Querying from Code

Overview

There are 2 ways you can interact with WeaveQ programmatically:

  1. Query API: Construct and execute queries directly from code, supplying query logic and data by using the Query API (module weaveq.query).
  2. Parser API: Run WeaveQ textual queries - stored as strings in memory - with data from custom sources by using the Parser API (module weaveq.parser).

The WeaveQ command line application is a simple wrapper on top of these APIs. It may be helpful to look at its source code on GitHub for a complete example of how to use them. You can also find in-code documentation in the repository that can be built to HTML using Doxygen.

Data Sources

As the name suggests, a data source is a WeaveQ component that retrieves data from an external source for use in join and pivot operations. They are represented by objects exposing the interface defined by weaveq.query.DataSource and invoked when WeaveQ is ready to retrieve data from the associated query steps. This interface is compatible with both the Query API and Parser API.

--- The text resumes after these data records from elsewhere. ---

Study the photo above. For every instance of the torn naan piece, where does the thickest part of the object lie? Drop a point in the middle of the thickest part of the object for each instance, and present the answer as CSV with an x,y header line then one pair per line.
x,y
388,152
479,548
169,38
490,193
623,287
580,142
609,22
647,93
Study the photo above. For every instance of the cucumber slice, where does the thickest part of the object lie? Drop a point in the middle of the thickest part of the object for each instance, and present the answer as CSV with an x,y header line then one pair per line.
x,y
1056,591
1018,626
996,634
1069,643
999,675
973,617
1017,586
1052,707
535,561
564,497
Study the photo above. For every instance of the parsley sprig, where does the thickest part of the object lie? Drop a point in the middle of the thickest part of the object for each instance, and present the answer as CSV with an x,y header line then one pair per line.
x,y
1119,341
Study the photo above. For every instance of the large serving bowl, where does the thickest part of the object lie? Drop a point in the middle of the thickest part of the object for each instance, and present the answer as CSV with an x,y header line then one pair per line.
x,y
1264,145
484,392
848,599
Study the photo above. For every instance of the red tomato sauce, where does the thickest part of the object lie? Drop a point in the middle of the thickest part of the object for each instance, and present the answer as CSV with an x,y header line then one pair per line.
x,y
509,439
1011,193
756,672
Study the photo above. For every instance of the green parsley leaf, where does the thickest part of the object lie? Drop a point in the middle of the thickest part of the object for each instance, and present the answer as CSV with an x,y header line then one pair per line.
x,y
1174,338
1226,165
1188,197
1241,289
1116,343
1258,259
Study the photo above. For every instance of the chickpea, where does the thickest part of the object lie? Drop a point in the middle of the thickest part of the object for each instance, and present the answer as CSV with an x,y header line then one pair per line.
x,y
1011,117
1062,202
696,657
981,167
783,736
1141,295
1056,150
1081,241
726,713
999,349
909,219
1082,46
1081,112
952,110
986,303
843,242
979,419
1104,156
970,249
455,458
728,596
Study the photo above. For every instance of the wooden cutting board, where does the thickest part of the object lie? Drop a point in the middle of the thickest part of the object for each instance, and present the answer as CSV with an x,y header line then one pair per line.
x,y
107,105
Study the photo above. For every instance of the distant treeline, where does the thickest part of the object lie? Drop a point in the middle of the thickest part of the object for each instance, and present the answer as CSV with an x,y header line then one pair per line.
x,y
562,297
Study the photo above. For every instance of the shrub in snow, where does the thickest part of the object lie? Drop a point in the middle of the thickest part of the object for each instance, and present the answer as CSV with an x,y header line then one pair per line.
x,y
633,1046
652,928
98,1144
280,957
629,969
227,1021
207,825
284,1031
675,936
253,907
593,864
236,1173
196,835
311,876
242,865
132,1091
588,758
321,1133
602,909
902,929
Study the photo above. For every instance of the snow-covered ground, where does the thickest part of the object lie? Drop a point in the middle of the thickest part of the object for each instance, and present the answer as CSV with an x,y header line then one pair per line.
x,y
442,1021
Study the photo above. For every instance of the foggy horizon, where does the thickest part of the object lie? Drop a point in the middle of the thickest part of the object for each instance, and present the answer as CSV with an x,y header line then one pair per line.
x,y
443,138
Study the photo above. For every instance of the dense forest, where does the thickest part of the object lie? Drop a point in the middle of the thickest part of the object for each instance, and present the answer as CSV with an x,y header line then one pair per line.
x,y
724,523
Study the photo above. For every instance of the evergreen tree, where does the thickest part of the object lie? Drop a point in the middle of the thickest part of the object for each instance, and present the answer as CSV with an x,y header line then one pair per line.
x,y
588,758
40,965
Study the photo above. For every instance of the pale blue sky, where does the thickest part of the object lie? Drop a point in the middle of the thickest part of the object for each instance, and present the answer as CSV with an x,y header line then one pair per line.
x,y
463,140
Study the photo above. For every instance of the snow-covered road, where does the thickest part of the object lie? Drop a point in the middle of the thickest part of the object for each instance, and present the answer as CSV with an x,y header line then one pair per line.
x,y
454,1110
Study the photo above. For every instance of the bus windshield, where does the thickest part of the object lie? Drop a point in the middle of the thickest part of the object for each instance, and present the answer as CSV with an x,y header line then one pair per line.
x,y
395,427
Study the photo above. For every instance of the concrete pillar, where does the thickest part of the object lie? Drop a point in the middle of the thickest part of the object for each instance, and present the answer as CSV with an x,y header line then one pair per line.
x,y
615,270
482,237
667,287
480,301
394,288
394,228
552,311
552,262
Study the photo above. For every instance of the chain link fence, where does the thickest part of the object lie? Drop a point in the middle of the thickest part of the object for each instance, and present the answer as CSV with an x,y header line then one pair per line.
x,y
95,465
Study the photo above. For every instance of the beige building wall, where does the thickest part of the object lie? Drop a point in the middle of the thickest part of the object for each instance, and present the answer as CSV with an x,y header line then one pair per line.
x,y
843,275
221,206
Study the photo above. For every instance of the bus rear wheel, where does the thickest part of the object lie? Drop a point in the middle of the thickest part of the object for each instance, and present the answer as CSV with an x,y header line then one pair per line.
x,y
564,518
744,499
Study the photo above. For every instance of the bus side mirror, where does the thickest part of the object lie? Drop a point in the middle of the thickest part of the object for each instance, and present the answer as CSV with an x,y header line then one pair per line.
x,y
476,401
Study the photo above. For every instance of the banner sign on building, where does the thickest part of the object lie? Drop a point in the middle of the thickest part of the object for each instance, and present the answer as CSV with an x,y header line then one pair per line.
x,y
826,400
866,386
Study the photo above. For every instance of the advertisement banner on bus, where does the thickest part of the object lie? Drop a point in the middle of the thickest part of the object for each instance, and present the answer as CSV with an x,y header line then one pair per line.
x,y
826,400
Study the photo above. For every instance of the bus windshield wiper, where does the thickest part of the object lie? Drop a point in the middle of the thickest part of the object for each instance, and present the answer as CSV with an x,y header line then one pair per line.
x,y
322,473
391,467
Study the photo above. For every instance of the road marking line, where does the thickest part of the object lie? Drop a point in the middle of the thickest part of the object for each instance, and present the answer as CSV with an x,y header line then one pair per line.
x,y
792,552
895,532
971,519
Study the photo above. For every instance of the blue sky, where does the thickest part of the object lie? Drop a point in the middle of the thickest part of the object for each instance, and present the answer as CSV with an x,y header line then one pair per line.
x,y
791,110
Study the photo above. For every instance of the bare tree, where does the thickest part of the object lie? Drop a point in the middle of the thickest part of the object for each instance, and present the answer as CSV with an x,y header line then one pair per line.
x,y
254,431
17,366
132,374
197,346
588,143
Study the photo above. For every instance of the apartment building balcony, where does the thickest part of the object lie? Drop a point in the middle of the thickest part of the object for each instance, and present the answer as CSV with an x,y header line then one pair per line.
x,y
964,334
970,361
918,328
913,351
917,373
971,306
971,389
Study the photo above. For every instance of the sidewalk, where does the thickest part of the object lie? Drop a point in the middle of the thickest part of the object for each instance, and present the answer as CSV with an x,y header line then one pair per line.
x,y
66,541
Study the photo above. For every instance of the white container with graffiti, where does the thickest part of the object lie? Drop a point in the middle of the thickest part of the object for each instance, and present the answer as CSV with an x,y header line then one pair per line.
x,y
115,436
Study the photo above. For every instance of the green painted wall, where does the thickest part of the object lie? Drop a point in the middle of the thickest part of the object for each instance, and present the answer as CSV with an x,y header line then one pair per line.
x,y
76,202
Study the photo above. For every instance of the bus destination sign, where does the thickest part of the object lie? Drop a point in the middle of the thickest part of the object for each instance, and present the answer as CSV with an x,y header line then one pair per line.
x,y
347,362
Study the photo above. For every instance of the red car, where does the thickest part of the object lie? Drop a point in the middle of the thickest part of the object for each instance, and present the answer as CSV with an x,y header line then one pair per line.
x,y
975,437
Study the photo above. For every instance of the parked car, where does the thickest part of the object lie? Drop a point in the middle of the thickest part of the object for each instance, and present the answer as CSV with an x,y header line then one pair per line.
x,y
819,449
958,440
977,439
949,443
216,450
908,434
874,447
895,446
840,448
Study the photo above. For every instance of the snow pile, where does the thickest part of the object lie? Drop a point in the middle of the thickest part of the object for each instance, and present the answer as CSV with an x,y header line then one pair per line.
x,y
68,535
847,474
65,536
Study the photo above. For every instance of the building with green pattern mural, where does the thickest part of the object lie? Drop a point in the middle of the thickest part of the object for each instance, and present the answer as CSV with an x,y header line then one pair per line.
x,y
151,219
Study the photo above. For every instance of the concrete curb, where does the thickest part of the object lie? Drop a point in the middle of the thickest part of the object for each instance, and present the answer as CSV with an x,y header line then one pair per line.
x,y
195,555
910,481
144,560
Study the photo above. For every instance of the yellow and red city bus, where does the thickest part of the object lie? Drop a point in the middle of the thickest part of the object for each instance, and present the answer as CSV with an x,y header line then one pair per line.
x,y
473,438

A DataSource object is passed a URI string and filter string on initialisation (uri and filter_string parameters to __init__). How this information is used and the form it must take is for each particular DataSource to define. Generally:

  • URIs should indicate the type and location of the data to be retrieved by the data source (for example, a web URL or filename).
  • Filter strings should specify how to selectively include/exclude data from the data source before passing it to WeaveQ.

Your data sources should be prepared to handle filter_string arguments that are None, and raise an exception of the type weaveq.wqexception.DataSourceBuildError if they can’t fall back to default behaviour. Similarly, if your data sources can’t use filter strings, they should raise an exception if passed a filter_string that is not None.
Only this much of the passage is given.